A former high-ranking executive with Japanese supplier Nishikawa Rubber Co. has pleaded guilty and will serve 18 months in a US prison for his role in fixing the prices of automotive body sealing products, the US Department of Justice said Wednesday.
Keiji Kyomoto was indicted in October with two other executives at the Hiroshima supplier, accused of rigging bids for weather stripping and rubber seals sold to Toyota Motor and Honda Motor.
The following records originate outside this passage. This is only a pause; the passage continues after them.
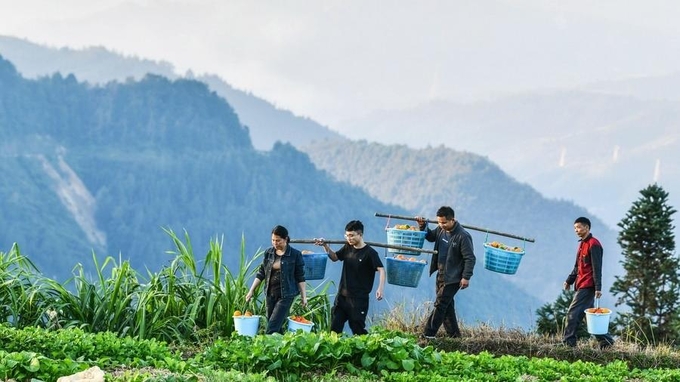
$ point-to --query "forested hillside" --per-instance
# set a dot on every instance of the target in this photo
(109, 167)
(482, 195)
(105, 169)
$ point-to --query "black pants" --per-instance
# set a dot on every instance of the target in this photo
(583, 299)
(444, 310)
(352, 309)
(277, 311)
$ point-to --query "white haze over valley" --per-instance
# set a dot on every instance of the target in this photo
(471, 75)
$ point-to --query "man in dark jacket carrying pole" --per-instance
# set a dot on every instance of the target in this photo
(454, 263)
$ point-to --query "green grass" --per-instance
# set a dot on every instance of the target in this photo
(170, 326)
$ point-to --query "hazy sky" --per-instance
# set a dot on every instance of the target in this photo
(336, 61)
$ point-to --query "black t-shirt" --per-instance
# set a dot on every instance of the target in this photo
(358, 270)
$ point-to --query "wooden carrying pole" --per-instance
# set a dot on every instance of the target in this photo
(372, 244)
(465, 226)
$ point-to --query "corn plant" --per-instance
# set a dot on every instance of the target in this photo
(21, 303)
(99, 305)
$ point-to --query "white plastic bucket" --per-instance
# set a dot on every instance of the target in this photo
(247, 325)
(294, 326)
(598, 323)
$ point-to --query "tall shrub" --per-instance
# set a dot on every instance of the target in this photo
(650, 286)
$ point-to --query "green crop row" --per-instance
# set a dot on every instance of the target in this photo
(380, 355)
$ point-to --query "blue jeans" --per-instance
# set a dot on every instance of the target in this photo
(277, 312)
(583, 299)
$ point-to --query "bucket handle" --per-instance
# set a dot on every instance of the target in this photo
(524, 242)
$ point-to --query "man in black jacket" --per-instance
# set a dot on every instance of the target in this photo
(454, 263)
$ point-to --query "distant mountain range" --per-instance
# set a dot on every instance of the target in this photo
(167, 182)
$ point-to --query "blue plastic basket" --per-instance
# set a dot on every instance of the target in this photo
(403, 272)
(500, 260)
(315, 265)
(405, 238)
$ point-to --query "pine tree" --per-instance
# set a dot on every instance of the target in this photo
(650, 287)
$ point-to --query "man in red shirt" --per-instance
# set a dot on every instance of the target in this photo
(587, 280)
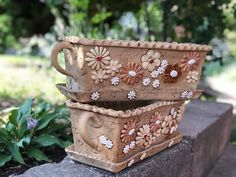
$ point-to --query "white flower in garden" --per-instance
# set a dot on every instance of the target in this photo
(95, 96)
(146, 81)
(131, 95)
(156, 83)
(115, 81)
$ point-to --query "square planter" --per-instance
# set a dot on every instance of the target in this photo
(114, 139)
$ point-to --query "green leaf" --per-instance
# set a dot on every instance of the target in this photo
(45, 120)
(25, 139)
(37, 154)
(4, 158)
(15, 152)
(13, 117)
(49, 140)
(24, 110)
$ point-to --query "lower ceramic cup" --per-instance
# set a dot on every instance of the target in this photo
(116, 138)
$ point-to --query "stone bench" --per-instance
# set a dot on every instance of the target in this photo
(206, 127)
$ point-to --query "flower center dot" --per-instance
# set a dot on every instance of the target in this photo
(131, 132)
(113, 68)
(98, 58)
(151, 61)
(132, 73)
(191, 61)
(173, 73)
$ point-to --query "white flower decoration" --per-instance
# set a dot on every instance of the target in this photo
(115, 81)
(113, 68)
(99, 76)
(98, 58)
(156, 83)
(131, 162)
(151, 60)
(160, 69)
(143, 156)
(192, 77)
(146, 81)
(186, 94)
(95, 96)
(126, 149)
(131, 94)
(104, 141)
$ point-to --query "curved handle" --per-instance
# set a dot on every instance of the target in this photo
(59, 47)
(83, 131)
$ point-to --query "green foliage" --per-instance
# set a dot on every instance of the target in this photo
(30, 128)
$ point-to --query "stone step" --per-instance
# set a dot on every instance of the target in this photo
(206, 127)
(226, 165)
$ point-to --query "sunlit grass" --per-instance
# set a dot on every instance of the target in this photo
(23, 77)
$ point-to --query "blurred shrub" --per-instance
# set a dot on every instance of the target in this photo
(28, 129)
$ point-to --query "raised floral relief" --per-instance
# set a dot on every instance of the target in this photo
(132, 73)
(151, 60)
(146, 81)
(115, 80)
(104, 141)
(160, 69)
(114, 67)
(155, 122)
(192, 77)
(128, 134)
(144, 136)
(98, 58)
(190, 61)
(172, 73)
(99, 76)
(131, 94)
(95, 96)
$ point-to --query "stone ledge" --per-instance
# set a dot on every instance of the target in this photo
(193, 157)
(226, 166)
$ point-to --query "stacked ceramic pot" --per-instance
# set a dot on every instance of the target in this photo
(126, 98)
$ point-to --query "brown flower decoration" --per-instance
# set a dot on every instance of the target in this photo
(190, 62)
(172, 73)
(128, 134)
(132, 73)
(155, 122)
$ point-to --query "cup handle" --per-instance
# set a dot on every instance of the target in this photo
(83, 131)
(54, 56)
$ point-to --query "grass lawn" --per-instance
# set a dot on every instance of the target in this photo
(24, 77)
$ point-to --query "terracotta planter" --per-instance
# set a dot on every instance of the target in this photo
(103, 70)
(113, 140)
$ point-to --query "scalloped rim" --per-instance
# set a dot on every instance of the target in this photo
(136, 44)
(127, 113)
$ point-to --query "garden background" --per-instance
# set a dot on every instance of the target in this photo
(29, 29)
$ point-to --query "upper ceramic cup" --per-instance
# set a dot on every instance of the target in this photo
(115, 70)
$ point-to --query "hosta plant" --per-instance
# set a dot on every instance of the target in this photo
(28, 130)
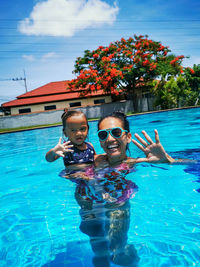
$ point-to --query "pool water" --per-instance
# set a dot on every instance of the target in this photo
(40, 218)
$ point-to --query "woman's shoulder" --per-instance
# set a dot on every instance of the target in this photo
(101, 160)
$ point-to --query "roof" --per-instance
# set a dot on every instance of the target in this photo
(48, 89)
(51, 92)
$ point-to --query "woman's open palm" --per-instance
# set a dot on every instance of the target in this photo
(154, 151)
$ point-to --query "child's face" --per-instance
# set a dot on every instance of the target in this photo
(76, 129)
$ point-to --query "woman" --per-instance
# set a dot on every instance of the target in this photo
(103, 193)
(114, 136)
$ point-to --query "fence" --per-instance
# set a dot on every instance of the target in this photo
(50, 117)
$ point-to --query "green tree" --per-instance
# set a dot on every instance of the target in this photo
(123, 65)
(173, 93)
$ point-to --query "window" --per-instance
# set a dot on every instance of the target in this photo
(50, 107)
(24, 110)
(99, 101)
(75, 104)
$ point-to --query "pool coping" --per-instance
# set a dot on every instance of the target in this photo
(60, 124)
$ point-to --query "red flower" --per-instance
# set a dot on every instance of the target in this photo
(92, 87)
(95, 55)
(191, 71)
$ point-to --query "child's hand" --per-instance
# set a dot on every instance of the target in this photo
(60, 149)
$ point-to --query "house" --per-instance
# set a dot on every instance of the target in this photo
(53, 96)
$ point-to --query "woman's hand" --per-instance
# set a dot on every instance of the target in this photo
(60, 149)
(154, 151)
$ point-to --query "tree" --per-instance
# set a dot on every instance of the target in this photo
(123, 65)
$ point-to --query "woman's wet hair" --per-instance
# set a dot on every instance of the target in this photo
(70, 113)
(119, 115)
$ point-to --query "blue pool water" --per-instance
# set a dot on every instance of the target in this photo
(40, 218)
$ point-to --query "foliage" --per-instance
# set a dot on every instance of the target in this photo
(124, 64)
(173, 93)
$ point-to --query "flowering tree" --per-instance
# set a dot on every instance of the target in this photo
(124, 65)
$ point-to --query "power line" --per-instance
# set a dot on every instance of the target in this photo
(17, 79)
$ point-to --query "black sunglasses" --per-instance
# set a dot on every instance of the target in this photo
(115, 132)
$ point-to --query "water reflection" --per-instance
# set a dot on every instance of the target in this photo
(105, 214)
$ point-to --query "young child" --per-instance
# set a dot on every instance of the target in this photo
(76, 153)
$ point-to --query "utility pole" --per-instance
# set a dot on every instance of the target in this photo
(22, 79)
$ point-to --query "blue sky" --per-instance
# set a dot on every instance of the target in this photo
(43, 38)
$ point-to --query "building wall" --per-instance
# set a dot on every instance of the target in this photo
(49, 117)
(61, 104)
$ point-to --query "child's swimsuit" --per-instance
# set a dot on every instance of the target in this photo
(80, 156)
(108, 186)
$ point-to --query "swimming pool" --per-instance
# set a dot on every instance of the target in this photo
(40, 217)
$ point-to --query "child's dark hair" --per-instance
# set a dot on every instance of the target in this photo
(70, 113)
(119, 115)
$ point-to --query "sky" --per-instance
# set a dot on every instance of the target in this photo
(41, 39)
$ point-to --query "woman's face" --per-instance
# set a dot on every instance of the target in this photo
(115, 148)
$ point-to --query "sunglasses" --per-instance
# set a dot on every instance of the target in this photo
(115, 132)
Kyomoto’s plea in US District Court for the Eastern District of Kentucky on Wednesday makes him the highest-ranking auto supplier executive snared in the government’s ongoing investigation into widespread price-fixing in the automotive supplier industry. In addition to the prison term, Kyomoto agreed to pay a $20,000 fine as part of his guilty plea to the single charge of price fixing, the US Justice Department said in a release.
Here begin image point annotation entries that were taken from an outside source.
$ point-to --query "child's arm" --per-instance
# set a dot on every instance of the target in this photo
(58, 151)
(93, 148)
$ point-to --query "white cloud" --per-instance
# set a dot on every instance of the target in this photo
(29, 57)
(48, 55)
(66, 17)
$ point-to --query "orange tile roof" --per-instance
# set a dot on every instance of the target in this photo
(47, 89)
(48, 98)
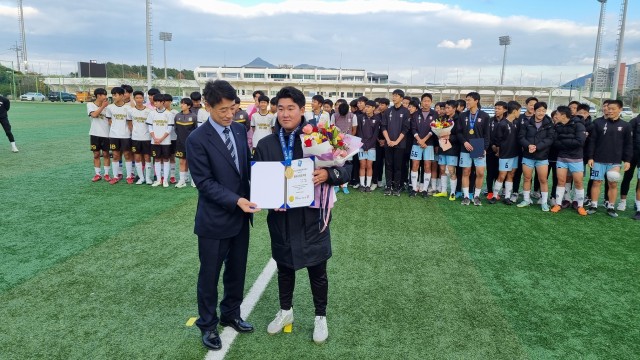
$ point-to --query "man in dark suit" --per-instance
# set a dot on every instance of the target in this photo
(218, 156)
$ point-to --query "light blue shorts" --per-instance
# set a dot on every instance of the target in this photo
(508, 164)
(367, 155)
(534, 163)
(466, 160)
(448, 160)
(573, 167)
(418, 153)
(599, 170)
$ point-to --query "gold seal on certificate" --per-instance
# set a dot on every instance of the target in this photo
(288, 172)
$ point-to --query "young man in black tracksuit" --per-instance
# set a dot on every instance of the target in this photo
(569, 142)
(395, 127)
(536, 138)
(610, 145)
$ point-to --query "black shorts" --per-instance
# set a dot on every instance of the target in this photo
(161, 151)
(141, 147)
(99, 143)
(116, 144)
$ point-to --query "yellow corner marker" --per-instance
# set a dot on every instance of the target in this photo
(288, 328)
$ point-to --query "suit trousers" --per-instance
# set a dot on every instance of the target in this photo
(213, 253)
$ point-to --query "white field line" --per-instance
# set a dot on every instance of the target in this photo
(229, 334)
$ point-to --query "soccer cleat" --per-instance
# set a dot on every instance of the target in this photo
(320, 330)
(282, 319)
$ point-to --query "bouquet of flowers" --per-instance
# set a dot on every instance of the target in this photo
(330, 147)
(442, 128)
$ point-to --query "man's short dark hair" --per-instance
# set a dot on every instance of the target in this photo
(289, 92)
(99, 91)
(186, 101)
(215, 91)
(127, 88)
(318, 98)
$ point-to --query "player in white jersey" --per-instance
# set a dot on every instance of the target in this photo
(119, 134)
(261, 121)
(168, 99)
(160, 124)
(140, 138)
(99, 133)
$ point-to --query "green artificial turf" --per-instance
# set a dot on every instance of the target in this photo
(90, 270)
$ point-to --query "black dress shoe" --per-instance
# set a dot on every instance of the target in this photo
(211, 340)
(238, 324)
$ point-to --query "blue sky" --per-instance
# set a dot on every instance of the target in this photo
(441, 41)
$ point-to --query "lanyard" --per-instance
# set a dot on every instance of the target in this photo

Nishikawa was not named in the October indictment or Wednesday’s plea agreement in the Justice Department release. When Kyomoto was indicted in October, however, he was listed on Nishikawa’s website as a director on the company’s board. He was also listed as president of a Delaware-based joint venture with the Japanese company, which manufactured and sold sealing products with offices in Novi and Topeka, Ind.
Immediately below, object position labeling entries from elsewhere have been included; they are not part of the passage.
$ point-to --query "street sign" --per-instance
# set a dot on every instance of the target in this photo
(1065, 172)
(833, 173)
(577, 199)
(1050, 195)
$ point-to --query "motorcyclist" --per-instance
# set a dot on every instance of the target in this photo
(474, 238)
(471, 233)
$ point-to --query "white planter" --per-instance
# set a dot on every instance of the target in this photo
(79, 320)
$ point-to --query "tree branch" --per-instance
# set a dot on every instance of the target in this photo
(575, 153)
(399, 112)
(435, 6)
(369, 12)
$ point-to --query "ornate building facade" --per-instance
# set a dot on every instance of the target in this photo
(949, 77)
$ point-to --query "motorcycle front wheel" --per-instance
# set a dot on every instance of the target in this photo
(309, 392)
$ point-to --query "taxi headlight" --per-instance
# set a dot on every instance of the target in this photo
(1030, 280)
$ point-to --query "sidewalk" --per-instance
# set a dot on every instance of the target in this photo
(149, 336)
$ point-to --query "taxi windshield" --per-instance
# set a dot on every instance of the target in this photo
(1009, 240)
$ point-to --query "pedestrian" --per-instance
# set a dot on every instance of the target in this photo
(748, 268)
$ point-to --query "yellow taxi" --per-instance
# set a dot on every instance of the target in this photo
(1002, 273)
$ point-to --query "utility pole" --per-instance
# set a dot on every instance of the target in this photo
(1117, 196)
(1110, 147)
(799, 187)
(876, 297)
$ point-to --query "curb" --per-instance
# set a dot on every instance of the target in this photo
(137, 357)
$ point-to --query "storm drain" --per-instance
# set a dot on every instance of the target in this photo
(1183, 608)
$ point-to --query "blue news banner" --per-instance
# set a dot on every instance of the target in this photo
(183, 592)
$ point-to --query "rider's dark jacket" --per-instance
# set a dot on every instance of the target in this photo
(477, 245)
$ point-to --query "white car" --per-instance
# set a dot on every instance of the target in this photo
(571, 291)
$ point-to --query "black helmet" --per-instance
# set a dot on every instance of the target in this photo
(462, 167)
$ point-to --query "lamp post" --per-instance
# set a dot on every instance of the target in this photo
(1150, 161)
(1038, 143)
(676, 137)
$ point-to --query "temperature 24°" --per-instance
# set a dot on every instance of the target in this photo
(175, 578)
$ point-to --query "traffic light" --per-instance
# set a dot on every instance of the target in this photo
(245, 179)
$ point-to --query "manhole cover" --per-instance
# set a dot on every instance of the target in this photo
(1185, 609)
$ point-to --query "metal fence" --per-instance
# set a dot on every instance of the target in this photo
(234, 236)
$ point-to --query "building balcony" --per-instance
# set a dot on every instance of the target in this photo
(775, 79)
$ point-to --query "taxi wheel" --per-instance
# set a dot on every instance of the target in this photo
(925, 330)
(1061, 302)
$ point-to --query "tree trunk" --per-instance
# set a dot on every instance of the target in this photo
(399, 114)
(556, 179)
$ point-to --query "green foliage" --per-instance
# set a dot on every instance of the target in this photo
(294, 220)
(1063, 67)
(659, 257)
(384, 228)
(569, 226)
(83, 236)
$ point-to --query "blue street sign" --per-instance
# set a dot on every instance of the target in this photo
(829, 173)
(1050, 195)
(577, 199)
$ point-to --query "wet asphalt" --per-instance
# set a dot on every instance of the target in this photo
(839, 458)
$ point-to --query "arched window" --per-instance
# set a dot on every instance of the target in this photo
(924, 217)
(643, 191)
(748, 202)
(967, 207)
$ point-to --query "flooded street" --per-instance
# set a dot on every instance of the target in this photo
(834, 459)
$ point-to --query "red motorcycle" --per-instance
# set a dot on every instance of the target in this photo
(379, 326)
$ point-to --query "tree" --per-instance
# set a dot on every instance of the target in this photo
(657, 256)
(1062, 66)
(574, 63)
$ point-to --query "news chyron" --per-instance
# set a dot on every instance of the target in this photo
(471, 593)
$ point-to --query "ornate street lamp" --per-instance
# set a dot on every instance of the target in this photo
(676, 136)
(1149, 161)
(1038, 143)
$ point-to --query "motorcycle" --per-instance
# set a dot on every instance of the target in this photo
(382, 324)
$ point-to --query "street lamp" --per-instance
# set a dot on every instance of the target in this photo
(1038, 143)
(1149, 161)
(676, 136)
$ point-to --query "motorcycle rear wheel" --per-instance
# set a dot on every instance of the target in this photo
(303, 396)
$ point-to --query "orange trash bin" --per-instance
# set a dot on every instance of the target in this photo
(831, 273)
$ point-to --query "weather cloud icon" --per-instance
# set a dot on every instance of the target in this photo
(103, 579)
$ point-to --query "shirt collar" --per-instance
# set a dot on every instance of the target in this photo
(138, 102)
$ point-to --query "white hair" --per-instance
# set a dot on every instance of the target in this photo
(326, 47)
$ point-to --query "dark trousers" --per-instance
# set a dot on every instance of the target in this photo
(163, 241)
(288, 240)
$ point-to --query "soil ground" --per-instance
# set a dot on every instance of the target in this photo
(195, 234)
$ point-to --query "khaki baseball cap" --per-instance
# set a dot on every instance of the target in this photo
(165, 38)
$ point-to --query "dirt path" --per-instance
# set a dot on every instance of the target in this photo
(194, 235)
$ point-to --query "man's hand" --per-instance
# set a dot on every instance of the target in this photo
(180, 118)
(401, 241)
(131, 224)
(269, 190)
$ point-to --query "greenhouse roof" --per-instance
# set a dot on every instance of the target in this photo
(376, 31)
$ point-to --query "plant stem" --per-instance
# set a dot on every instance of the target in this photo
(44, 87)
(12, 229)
The indictment is the latest development in an ongoing industrywide federal investigation into price-fixing and bid-rigging. The investigation, led by the Justice Department’s Antitrust Division and the FBI, has led to charges against 58 people and 38 companies and about $2.6 billion in fines, the government said in Wednesday’s statement. Similar investigations have been ongoing in Europe and Asia.